Grit Blogs > Panthers Hollow

Flighty And Clingy Chickens

Jennifer Quinnchickens emerging

Recently someone extolling the virtues of a breed of chicken described them as being neither flighty nor clingy. Well, having raised Icelandic and Buckeye chickens I know all about flighty and clingy. The Icelandics are flighty, sometimes choosing to roost in a tree or on the roof on their first night out, which usually proves fatal. And catching one is nearly impossible.
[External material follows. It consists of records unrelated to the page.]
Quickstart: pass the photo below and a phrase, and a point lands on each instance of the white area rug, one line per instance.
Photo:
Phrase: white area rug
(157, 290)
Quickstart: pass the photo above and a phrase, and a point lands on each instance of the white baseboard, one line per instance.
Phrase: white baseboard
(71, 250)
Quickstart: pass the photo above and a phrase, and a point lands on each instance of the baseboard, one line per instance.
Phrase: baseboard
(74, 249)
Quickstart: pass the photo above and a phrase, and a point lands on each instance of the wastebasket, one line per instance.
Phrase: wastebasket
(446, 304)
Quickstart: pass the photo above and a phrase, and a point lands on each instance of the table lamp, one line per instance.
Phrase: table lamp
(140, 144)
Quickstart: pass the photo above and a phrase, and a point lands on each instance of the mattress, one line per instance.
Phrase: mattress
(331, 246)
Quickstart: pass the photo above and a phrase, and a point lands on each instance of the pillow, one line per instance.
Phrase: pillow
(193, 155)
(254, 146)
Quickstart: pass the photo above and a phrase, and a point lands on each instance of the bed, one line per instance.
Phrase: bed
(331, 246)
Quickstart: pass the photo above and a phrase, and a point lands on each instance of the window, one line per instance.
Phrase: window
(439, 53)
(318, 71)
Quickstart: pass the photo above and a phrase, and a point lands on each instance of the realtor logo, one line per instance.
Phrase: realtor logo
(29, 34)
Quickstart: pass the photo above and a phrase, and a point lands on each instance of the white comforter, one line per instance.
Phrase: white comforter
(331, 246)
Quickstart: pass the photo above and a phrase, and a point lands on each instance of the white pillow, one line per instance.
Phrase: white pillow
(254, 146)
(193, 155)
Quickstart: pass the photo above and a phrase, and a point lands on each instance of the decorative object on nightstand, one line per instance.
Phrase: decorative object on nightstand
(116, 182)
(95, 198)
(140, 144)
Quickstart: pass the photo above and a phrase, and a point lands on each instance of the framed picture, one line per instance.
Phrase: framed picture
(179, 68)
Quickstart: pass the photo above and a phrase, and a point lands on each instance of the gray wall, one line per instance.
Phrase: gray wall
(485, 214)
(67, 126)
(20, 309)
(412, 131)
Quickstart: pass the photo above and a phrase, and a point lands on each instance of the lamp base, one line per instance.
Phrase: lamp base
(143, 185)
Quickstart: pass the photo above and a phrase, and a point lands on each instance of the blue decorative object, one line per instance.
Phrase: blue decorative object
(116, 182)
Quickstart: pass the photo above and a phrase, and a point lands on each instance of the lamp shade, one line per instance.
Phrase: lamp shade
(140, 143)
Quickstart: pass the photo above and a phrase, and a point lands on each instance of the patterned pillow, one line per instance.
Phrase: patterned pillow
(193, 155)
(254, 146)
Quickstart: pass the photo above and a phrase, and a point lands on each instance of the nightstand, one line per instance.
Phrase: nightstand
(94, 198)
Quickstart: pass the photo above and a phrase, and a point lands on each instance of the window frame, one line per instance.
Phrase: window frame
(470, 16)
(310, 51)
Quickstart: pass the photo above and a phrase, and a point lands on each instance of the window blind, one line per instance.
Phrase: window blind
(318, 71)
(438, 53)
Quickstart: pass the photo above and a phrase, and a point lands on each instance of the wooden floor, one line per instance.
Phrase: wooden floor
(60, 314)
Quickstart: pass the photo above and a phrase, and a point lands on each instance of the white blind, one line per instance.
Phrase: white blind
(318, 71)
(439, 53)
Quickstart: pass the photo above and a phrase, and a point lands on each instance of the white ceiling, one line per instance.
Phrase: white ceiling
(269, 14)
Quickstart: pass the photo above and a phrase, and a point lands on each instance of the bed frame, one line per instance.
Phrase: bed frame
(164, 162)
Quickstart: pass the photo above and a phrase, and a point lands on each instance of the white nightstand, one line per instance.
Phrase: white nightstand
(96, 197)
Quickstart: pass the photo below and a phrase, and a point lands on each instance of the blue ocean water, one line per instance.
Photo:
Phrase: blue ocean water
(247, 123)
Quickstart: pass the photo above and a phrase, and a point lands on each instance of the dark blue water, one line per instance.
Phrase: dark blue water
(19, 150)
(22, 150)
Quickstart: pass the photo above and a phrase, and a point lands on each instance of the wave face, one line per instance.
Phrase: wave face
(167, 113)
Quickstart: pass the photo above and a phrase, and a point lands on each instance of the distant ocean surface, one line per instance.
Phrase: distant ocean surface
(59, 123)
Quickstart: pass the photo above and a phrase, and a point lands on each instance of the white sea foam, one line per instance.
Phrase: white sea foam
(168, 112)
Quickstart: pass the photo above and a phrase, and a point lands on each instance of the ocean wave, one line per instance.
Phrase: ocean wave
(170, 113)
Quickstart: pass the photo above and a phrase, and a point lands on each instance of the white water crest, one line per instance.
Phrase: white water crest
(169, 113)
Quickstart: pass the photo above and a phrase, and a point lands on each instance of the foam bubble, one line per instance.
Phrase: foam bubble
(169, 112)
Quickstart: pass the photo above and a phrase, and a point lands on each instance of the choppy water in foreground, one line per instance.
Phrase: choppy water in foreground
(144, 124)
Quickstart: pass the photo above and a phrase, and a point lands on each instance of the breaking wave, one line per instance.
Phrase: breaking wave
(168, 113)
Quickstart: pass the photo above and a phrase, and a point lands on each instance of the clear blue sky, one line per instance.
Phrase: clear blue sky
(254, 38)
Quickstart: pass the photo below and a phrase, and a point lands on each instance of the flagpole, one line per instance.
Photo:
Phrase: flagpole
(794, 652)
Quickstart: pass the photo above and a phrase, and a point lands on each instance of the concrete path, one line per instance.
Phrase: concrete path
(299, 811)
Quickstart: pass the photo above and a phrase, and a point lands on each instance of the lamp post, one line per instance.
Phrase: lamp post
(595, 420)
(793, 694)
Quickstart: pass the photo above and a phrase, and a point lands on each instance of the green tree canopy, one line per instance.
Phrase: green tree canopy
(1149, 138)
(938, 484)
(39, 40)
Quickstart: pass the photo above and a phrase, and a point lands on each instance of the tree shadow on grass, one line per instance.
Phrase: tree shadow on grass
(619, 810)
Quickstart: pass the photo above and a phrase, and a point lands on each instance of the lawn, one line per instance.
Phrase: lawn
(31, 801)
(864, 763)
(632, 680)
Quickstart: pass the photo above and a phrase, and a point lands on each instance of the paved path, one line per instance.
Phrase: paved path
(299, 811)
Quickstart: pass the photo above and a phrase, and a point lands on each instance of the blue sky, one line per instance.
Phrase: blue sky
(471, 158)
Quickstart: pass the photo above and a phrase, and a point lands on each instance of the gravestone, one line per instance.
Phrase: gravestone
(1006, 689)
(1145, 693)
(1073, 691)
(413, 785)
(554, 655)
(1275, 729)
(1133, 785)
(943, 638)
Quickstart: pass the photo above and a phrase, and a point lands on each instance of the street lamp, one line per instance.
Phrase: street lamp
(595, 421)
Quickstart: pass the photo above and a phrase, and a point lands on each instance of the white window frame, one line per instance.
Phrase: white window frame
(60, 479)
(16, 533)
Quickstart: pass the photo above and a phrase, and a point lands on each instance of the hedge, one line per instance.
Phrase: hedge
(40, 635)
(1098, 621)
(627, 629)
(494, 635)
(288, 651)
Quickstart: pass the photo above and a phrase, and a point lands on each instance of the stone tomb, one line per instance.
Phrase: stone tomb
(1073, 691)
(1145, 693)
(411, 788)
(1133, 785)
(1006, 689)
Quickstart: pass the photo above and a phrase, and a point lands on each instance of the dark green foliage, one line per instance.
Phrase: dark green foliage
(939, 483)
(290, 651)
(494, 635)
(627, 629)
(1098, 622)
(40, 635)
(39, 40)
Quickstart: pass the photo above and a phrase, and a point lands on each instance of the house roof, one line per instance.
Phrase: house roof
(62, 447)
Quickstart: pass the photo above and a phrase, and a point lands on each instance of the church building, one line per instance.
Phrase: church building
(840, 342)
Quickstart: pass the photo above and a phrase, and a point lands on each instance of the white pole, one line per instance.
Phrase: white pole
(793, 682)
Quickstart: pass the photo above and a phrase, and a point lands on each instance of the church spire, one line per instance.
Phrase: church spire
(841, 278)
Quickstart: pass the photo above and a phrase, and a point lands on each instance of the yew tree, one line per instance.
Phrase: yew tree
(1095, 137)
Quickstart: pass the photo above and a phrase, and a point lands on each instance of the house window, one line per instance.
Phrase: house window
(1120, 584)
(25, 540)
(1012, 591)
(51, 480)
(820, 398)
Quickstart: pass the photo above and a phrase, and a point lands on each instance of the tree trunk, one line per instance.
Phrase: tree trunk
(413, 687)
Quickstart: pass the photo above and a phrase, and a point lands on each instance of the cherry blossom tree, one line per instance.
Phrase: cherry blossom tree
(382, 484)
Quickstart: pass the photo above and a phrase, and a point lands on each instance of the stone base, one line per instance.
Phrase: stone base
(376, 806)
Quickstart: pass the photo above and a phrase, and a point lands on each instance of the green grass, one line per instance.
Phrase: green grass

The Buckeyes, on the other hand, are definitely clingy — following me around like cats and getting underfoot all the time when I’m working in the garden.

Though I don’t like losing my flightier Icelandics right off the bat, I do like their flightiness for this reason: I feel it gives them the best chance at evading daytime predators, and since they’re free-ranging in an environment with cats, hawks, snakes, and the occasional daytime visit from a raccoon or coyote, this is of the utmost importance.

As for the Buckeyes, I’ve pretty much decided to phase them out since they make it so difficult to work sometimes. They have no fear of a hoe or shovel that could take their foot off with one blow, so I’ve had to learn to work carefully around them. The same goes for mowing with a scythe or sickle. Having my garden fence electrified will at least keep them from interfering with my garden work, I think. But I still have to deal with them running after me or coming up on the porch looking for treats all the time. I can see them being a good dual-purpose homestead breed, with their large size, active foraging and moderately good egg-laying. But having them does require some strategy for keeping them out of the way!